200 Years Ago

190 and 180 Years Ago, Too

At right, Swiss troops in Bourbon service deal with soldiers considered too loyal to the Emperor.

180 YEARS AGO:

July-August 1815: The Grande Armee final move: On July 4, 1815, after the Waterloo defeat, the Grande Armee is ordered to retire "behind the Loire". It was to march in two columns the next day...

July 14, 1815: On July 14, at the Chateau de la Source near Orleans, Marshal Davout, surrounded by his generals, tried to convince them that only the King could prevent the devastation of France. Reluctantly most of them pledged allegiance on July 15.

On that very same day at the island of Aix, the defeated Emperor, wearing the uniform of the Chasseurs a Cheval with his little hat, boarded the Bellerophon to go to England. He ended at St. Helena.

August 3, 1815: On August 3, Louis the XVIIIth decreed the dissolution of the Guard, and Marshal Macdonald issued the orders for its execution. This was the end of the Guard.

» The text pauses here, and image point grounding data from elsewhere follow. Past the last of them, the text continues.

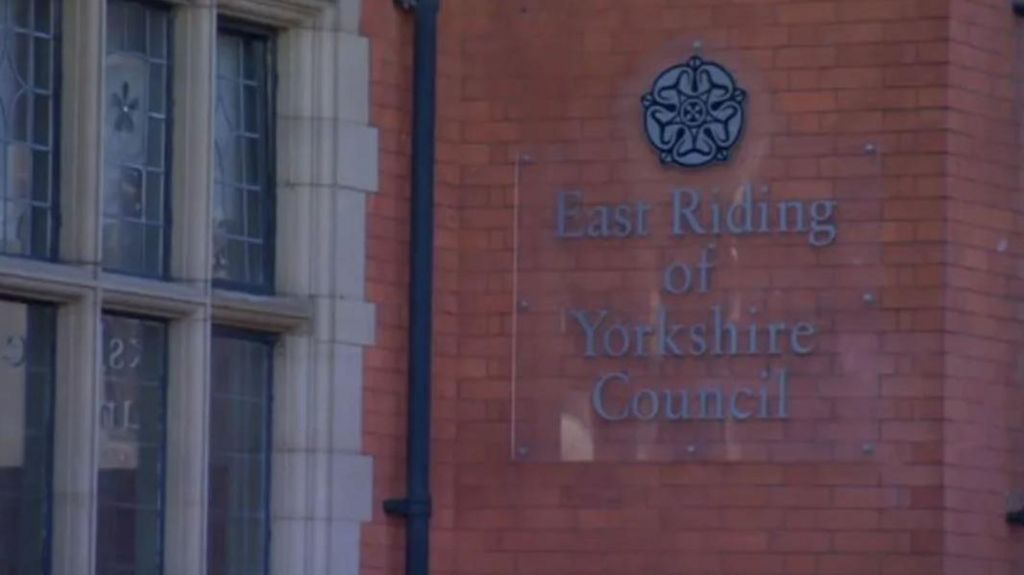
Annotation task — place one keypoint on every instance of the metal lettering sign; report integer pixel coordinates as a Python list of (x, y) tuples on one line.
[(694, 114)]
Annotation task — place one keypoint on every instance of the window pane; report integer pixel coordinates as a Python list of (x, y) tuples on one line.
[(136, 136), (26, 436), (28, 116), (238, 529), (243, 242), (132, 415)]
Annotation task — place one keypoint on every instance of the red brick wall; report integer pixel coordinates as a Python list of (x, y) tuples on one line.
[(933, 83), (983, 401)]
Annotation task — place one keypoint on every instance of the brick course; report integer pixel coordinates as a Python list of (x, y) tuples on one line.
[(934, 218)]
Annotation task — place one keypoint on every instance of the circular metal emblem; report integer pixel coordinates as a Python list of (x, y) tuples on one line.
[(694, 114)]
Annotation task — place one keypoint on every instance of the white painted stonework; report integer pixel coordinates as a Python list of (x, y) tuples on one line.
[(327, 165)]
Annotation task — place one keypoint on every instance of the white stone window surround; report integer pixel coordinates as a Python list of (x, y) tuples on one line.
[(327, 165)]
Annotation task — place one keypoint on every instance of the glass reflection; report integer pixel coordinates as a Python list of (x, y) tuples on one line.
[(238, 529), (132, 415), (26, 436)]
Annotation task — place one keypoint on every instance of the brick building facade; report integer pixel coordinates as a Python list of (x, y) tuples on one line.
[(904, 112)]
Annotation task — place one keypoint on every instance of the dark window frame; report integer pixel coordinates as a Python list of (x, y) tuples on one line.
[(52, 252), (42, 307), (165, 386), (270, 341), (164, 273), (250, 31)]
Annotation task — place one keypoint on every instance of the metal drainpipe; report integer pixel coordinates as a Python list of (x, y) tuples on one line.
[(416, 506)]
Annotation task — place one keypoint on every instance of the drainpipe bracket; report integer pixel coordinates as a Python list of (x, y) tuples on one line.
[(409, 507)]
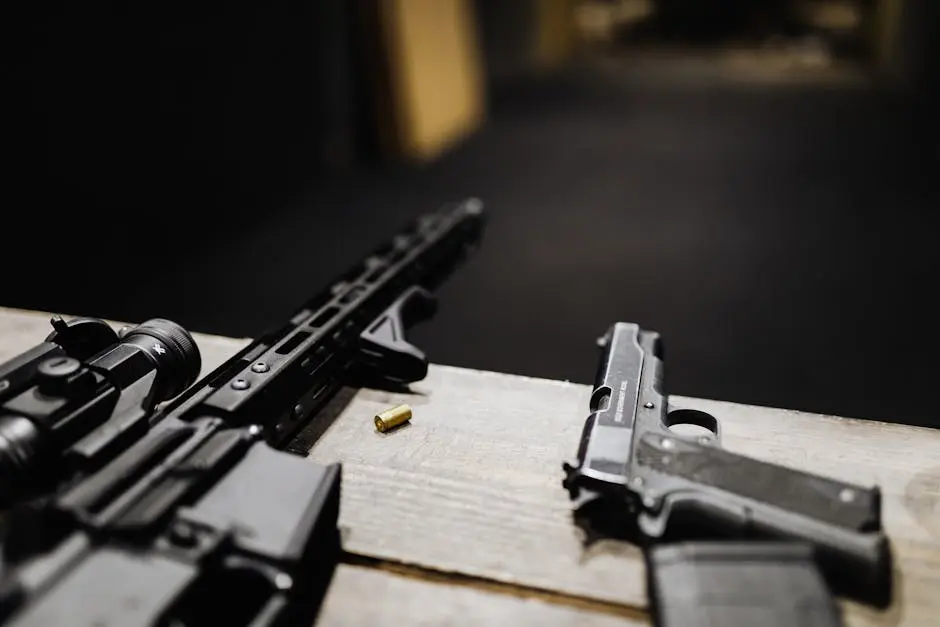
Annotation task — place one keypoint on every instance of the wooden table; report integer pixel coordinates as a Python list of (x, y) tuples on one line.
[(460, 518)]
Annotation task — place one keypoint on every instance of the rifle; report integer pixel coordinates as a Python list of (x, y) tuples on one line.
[(201, 520), (637, 479)]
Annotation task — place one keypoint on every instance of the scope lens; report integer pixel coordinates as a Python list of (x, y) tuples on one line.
[(19, 448), (174, 351)]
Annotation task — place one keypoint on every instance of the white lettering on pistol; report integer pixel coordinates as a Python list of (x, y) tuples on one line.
[(618, 415)]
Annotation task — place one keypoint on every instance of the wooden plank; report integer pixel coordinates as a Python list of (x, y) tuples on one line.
[(368, 597), (472, 485)]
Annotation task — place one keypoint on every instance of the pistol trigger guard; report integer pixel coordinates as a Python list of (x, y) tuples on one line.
[(384, 353)]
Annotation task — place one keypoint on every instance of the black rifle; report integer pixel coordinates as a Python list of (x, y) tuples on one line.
[(200, 521), (637, 479)]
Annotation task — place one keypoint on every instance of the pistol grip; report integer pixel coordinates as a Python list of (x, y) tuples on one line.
[(709, 492)]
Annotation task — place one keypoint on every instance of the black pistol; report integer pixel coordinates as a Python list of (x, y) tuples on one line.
[(638, 479)]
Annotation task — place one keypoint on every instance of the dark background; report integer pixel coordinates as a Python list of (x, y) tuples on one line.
[(217, 170)]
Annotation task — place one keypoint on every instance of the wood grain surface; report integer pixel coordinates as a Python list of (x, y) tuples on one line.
[(369, 597), (472, 486)]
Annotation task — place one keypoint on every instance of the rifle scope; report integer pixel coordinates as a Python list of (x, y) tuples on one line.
[(68, 401)]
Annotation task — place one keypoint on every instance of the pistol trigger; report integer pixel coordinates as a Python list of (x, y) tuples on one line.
[(383, 350)]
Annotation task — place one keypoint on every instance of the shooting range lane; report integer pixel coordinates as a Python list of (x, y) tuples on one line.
[(470, 492)]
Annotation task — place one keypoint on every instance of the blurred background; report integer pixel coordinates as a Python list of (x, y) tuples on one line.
[(751, 179)]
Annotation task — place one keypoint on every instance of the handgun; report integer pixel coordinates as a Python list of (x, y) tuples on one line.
[(638, 478)]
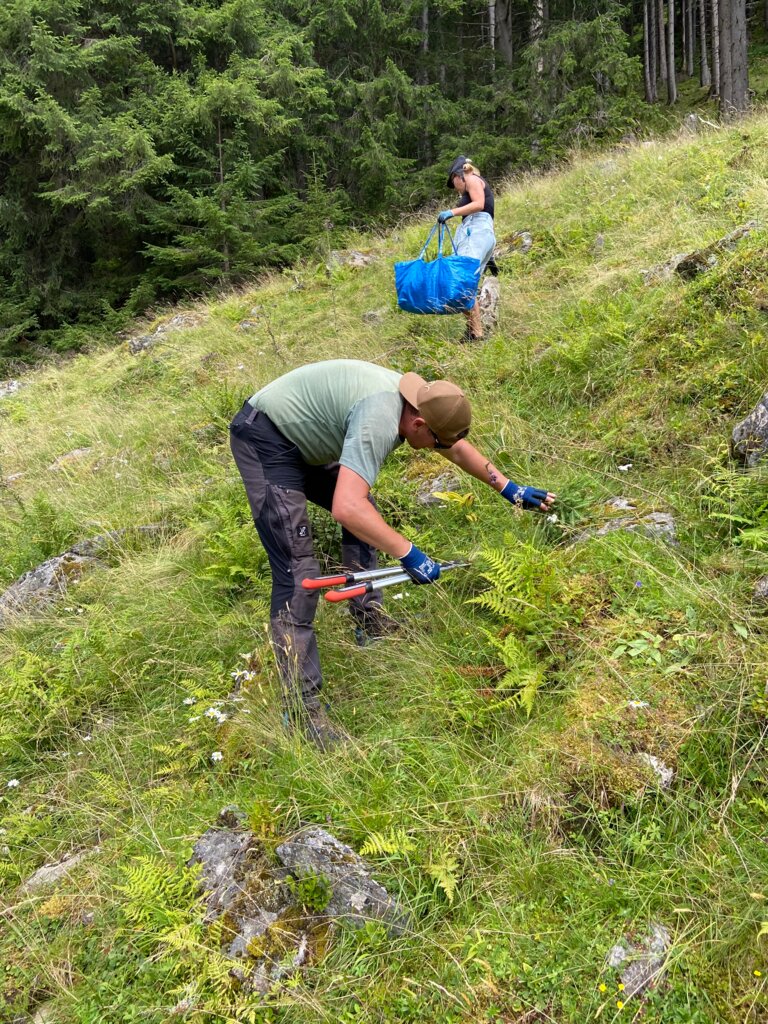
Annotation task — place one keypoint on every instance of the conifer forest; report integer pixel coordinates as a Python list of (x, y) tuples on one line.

August 3, 1815: Marshal Ney, after his return to Paris hoping to be allowed to retire, was arrested. He was to be tried before a Court of Peers on December 4. Found guilty on the 6th, the "brave of the brave" was shot the next day, being allowed to give the signal for the firing squad to shoot.

190 YEARS AGO:

July 1805: Austria join the Third Coalition (formed on April 11, 1805) with England, Russia and Sweden with some German Princes.

August 1805: Napoleon drops the idea of invasion of England. August 31, the Grande Armee marches eastward to face the Allies.

200 YEARS AGO:

August 1795: General Bonaparte is attached to the topographical Bureau of Public Safety... It looked like a dead end!